1. Slow down before you speak.
James says that we are to be “slow to speak and quick to listen.” Actually listening, real listening, slows us down. There’s an acronym going around that advises us to THINK before we speak:
T – is it true?
H – is it helpful?
I – is it inspiring?
N – is it necessary?
K – is it kind?
It’s a bit corny, but good advice. There are times when what we want so urgently to say will fall into one category but not another—most often it’s true and if we twist a little we could argue that it’s helpful but necessary? Not so much. In that case, it might actually be better to bite our tongues and listen!
Ask yourself: Would it be better to remain silent?
2. Slow down before you bring someone on your team.
Having a new person on your team can be exciting. Whether it’s a hired person or volunteer, new brings a sense of excitement and expectation. The caution is that we don’t let the excitement of the new cloud our decisions.
Ask yourself: Is now the right time? (Not now, doesn’t mean not ever.)
3. Slow down before you let someone go.
There’s an adage that goes, “Hire slow, fire fast.” I agree with the former (but not too slow) but disagree with the latter. We should never be in a hurry to fire someone unless serious problems are present. After all, if you’ve trained and invested in someone, why be in a rush to lose that investment? It may be that expectations were too high, additional skills or resources are needed, or even that we’re not modeling the appropriate behavior ourselves.

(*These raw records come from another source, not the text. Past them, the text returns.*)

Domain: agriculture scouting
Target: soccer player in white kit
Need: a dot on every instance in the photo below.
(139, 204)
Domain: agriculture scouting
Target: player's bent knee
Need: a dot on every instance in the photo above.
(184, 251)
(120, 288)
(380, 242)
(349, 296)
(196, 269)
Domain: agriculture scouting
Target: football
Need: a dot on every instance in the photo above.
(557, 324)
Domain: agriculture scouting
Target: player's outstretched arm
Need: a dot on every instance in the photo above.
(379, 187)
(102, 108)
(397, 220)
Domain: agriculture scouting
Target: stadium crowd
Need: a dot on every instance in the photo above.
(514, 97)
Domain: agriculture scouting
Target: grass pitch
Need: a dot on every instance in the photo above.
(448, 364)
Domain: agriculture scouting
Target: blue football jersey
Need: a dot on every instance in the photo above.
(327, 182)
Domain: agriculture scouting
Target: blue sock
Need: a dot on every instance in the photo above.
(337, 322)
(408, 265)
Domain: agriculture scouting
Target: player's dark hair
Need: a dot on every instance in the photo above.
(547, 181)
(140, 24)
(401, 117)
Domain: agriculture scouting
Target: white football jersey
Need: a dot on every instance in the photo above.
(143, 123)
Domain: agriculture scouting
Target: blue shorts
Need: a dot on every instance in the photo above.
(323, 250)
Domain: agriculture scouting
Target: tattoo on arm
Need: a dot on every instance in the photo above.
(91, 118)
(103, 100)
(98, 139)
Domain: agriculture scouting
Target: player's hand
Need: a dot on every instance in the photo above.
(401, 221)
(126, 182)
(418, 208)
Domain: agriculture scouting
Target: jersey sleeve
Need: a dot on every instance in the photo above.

Ask yourself: What other avenues can we explore?
4. Slow down before you jump to conclusions.
We assume the worst. In her book, Rising Strong, author and researcher Brene Brown defines generosity as the ability to “extend the most generous interpretation possible to the intentions, words, and actions of others.”

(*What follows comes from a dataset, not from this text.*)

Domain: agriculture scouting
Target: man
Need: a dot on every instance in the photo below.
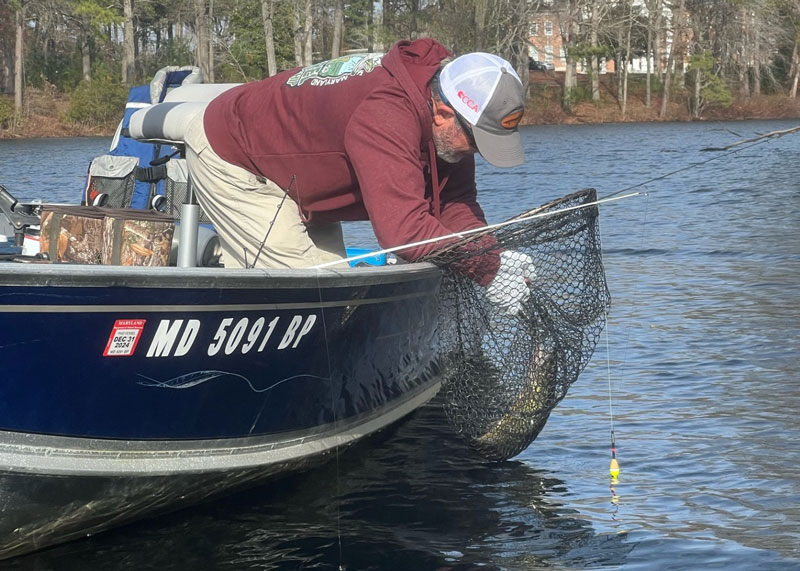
(278, 164)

Ask yourself: What is the most generous assumption I can make about the other person’s intentions?
5. Slow down before you change your vision and direction.
Here’s a fact. No matter what you do as a leader, someone will criticize it. That’s hard for us as pastors, especially since we love people and want them to be happy. Here’s my point. If God has given your team a clear direction and vision, don’t give up on it because there are challenges and problems. Galatians 6:10 says that we will have a harvest if we don’t give up.

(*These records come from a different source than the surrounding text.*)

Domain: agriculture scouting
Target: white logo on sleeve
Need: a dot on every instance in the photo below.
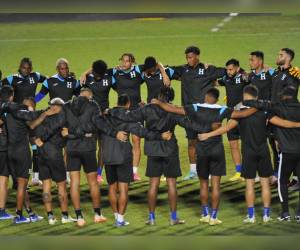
(132, 74)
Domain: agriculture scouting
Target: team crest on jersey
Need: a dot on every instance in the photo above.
(132, 74)
(201, 72)
(69, 85)
(105, 82)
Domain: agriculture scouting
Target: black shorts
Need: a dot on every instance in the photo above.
(87, 159)
(233, 134)
(256, 162)
(52, 167)
(4, 170)
(119, 173)
(19, 160)
(191, 134)
(211, 161)
(167, 166)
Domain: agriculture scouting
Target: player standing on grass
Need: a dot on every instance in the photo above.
(255, 151)
(210, 154)
(81, 132)
(117, 157)
(195, 79)
(25, 84)
(162, 156)
(100, 83)
(234, 81)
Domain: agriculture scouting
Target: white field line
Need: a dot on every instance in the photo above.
(66, 39)
(225, 20)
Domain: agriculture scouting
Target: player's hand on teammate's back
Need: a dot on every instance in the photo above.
(166, 136)
(65, 132)
(203, 137)
(122, 136)
(38, 142)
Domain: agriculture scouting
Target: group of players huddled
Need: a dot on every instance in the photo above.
(79, 128)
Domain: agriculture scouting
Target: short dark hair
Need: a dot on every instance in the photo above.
(167, 93)
(86, 89)
(251, 90)
(26, 60)
(6, 92)
(289, 91)
(99, 67)
(31, 99)
(233, 61)
(290, 52)
(192, 49)
(213, 92)
(123, 100)
(258, 54)
(150, 62)
(130, 55)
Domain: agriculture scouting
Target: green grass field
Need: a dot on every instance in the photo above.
(83, 42)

Ask yourself: What will I have to say no to in order to say yes to this?
6. Slow down before you make a financial commitment.
In the heat of the moment it’s easy to say yes—”it’s such a good deal,” “offers like this don’t come along every day,” “it’s just what we were looking for.” But it’s also easy to get into debt! If “it’s just what we were looking for” follows, it’s more than we meant to pay or more than we have saved, it might not be such a bargain after all. As a rule, never co-sign and routinely question whether it’s something you really need. Also, consider the purchase’s impact on your ability to deal with an emergency.
Ask yourself: Do I really need this, now?
BEFORE YOU GO…
Ecclesiastes 3:1 says, “There is a time for everything and a season for every activity under the heavens.” Where do you need to slow down?